This was the time when it seems like an unnecessary risky decision for arsenal which turn out to be the best for the situation. Arsenal were lagging from a long time in Paris but but still lamented constantly by the point stolen from their awkward tie of the section, and with David Ospina’s reputation as boosted as Edinson Cavani’s was worn-out. The locals are getting used to their Uruguayan’s recklessness. Ospina, on the other hand, has rarely affirmed such a positive impact on his own team’s display.
In the context of the outbreak of opportunities disillusioned by his goalkeeper, either parried, choked, or blocked, Arsène Wenger could validate his strategy, seemingly speculate in pre‑season that the Colombian will begin in Champions League ties.
He leaped from his line to suffocate at the feet of those Paris players plundering into the penalty area, whether Serge Aurier or Cavani. There were fine touches to rebound notwithstanding efforts from Ángel Di María, and even a enthusiasm to safekeeping from his box to nod away through-balls squeezed afar Arsenal’s backline. Ospina accomplished all this regardless of acknowledging after 42 seconds as his team reasonably dallied from the outset. Cavani had established his header vigorously into the corner from Aurier’s magnificent cross on the charge with Shkodran Mustafi seemingly distracted by the company of a second ball on the pitch, albeit on the detached touchline. The marking was more of a dispute.
For a few, tempting minutes, Cavani, a player who had shuddered for so long in the tail of Zlatan Ibrahimovic, must have cheered in the faith this would be lastly be his coming of age as PSG’s central striker. He could surely never have envisioned retiring at the end troubled by the frightening memory of Ospina. As Rio Ferdinand admitted in his role as a analyst, had Ibrahimovic featured in the Uruguayan’s stead, “Arsenal would have been run out of town”.
The view of the ball repeatedly dwindling to Cavani in front of goal nearly felt harsh by the end. His best opportunity to purge his fears had come just after the half-hour mark as Nacho Monreal glided on to a Marco Verratti through-ball and flourished only in poking the ball away from Laurent Koscielny and into the striker’s path. He bordered around the goalkeeper, for one of the solitary all night, but was unbalanced as the ball ran across him and could only spear the shot into the side-netting with the goal gaping. His evening worsened completely afterwards. He saw the broken man at the final whistle.

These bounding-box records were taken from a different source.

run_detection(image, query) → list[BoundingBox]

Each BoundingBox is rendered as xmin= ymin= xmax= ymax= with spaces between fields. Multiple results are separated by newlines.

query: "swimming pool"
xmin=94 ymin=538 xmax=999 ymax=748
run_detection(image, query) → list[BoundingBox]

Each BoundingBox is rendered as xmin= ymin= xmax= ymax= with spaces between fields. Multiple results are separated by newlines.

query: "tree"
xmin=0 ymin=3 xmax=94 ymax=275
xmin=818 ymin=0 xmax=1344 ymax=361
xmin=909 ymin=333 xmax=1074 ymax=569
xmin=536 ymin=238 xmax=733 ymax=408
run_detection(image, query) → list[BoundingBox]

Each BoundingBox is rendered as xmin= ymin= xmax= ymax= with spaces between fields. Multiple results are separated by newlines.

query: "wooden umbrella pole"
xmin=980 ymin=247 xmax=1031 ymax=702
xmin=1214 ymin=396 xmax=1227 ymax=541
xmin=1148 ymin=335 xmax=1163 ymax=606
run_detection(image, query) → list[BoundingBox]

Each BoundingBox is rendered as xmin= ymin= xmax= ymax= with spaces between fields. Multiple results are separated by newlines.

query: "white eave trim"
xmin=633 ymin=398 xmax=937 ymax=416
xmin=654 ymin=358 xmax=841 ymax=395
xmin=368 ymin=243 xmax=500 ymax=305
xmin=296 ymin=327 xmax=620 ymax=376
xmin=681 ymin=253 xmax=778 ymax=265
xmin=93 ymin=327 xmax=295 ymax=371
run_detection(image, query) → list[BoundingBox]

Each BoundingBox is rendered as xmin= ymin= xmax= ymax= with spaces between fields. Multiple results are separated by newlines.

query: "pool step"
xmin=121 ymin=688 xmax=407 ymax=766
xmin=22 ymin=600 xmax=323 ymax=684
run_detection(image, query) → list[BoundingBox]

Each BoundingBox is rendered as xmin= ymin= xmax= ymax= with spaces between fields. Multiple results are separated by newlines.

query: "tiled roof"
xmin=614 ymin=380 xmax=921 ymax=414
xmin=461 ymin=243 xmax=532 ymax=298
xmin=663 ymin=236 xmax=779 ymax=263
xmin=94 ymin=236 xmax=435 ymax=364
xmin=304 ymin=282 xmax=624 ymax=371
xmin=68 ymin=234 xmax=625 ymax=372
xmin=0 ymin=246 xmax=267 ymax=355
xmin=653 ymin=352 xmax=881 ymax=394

There was a miserable control on his ribcage inside the six-yard box before the break, and a progression of one on ones where Ospina’s zeal to head out at pace appeared to aggravate indecision in the forward’s line of attack. Every time he had time to think, he freaked out. The final miss, nine minutes from time, had the locals plaguing madly from the stands. And when asked Wenger said: “I’d tell him to keep looking for chances, and perhaps to relax a touch. He was actually good tonight, Cavani, and very effective in terms of his pressing. It would be interesting to see how much ground he covered and how many sprints he had.”
PSG needed more than sheer diligence. There is self-loathing at this club following the summer arrival of Unai Emery, and the leave-takings of the charismatic Ibrahimovic and David Luiz. They had so craved for a victory here to defend the manager’s appointment – as a figure deceptively likelier to bring a European trophy – in progression to Laurent Blanc, though Emery ended as flustered and anxious by his team’s insufficiency as his players.
Their miserable finishing was always expected to hurt them in the end and, when Mesut Özil fabricated an ingenious pass – one of his few eye-catching influences all night – to find the exceptional Alex Iwobi 12 minutes from time, the French were half-finished. The youngster’s shot was hard-pressed away by Alphonse Areola but only as far as Alexis Sánchez, loitering flouted near the penalty shot. His finish was ardent and Arsenal had their point.